The Nigerian Fiscal Year is once again returned to run from January to December as President Muhammadu Buhari Tuesday signed the 2020 Budget into law and gave approval for implementation starting from January 1st 2020.
This is the earliest since the return to democracy in 1990 after several call by economic analysts. This was made possible by the efforts put in by the Executive and Legislative arms of Government to work in harmony towards the goal away from the palpable brawl that dominated the first regime of the Buhari administration. Despite insinuations in some quarters pointing at the National Assembly as being rubber-stamp to the Executive, it is for the good of Nigerians if positive moves of this nature will continue for the rest of the tenure and even for subsequent administration. This is actually expected since the ruling party dominates the two chambers.
With this early passage, it is expected that following early and concerted implementation, government injections into the economy will spur economic activities towards GDP growth. Investors will be able to understand the direction of economic trading and take off with it. This is expected to eliminate the waiting in speculation often experienced at the beginning of the year.

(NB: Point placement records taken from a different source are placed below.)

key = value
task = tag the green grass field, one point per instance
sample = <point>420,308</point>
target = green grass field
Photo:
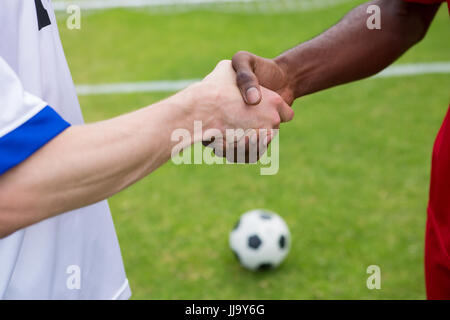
<point>354,163</point>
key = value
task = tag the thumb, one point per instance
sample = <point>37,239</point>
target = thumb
<point>243,63</point>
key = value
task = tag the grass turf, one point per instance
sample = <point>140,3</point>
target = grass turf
<point>354,163</point>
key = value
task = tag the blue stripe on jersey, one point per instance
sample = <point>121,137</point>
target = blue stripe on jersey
<point>17,145</point>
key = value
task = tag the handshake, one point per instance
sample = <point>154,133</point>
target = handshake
<point>241,105</point>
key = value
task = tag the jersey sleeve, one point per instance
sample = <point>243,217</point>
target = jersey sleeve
<point>26,122</point>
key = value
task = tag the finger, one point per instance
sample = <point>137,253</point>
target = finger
<point>243,63</point>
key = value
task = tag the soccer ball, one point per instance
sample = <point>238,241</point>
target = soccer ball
<point>260,240</point>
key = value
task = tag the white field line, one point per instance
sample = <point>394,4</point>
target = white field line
<point>111,4</point>
<point>176,85</point>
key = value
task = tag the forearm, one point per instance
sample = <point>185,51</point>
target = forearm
<point>350,51</point>
<point>89,163</point>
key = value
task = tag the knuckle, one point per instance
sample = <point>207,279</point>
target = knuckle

The initial 10.33 trillion 2020 budget was reviewed upward with additional N270 billion bringing the total budget past to N10.6 trillion. The National Assembly raised statutory transfers from the proposed N556.7bn to N560,470,827,235; raised debt service from N2.45tn to N2,725,498,930,000; reduced recurrent (non-debt) expenditure from N4.88tn to N4,842,974,600,640; increased development fund for capital expenditure from N2.14tn to N2,465,418,006,955 and raised its own budget from N125bn to N128bn.
The budget is based on an oil price benchmark of $57 per barrel, a daily oil production estimate of 2.18 mbpd. and an exchange rate of N305 per US Dollar. The projected GDP growth is 2.93 percent as proposed by the Executive. Other assumptions are Inflation rate of 10.1 percent, Nominal Consumption of N122.75 trillion and Nominal GDP of N142.96 trillion.
Of major concern is the funding of the 2020 budget. The Executive submitted a Finance Bill along with the budget which was passed in November raising VAT from 5 percent to 7.5 percent. The government proposed to raise estimated N8.155tn to finance part of the budget. The policy amended seven existing tax and fiscal policy laws which are the Companies Income Tax Act, 2004; Value Added Tax, 2007; Customs and Excise Tariff Consolidation Act, 2004; Personal Income Tax Act, 2007; Capital Gains Tax Act, 2007; Stamp Duties Act, 2007; and the Petroleum Profit Tax Act, 2004 .
Though the President noted that with global oil price outlook and the IGR projection, the budget will be well financed. It is however clear that the budget runs with a deficit of about N2 trillion which the government wish to fund through borrowing. This is a major concern considering the existing stock of debt. vis-à-vis the loan servicing obligation. The President of the Senate, Senator Ahmed Lawan, has though promised that the Senate will pass the $29.96bn external borrowing plan as presented by the Executive.
Nigerians are seriously hopeful that the budget be concertedly implemented with all funds, internally generated and borrowed prudently utilized.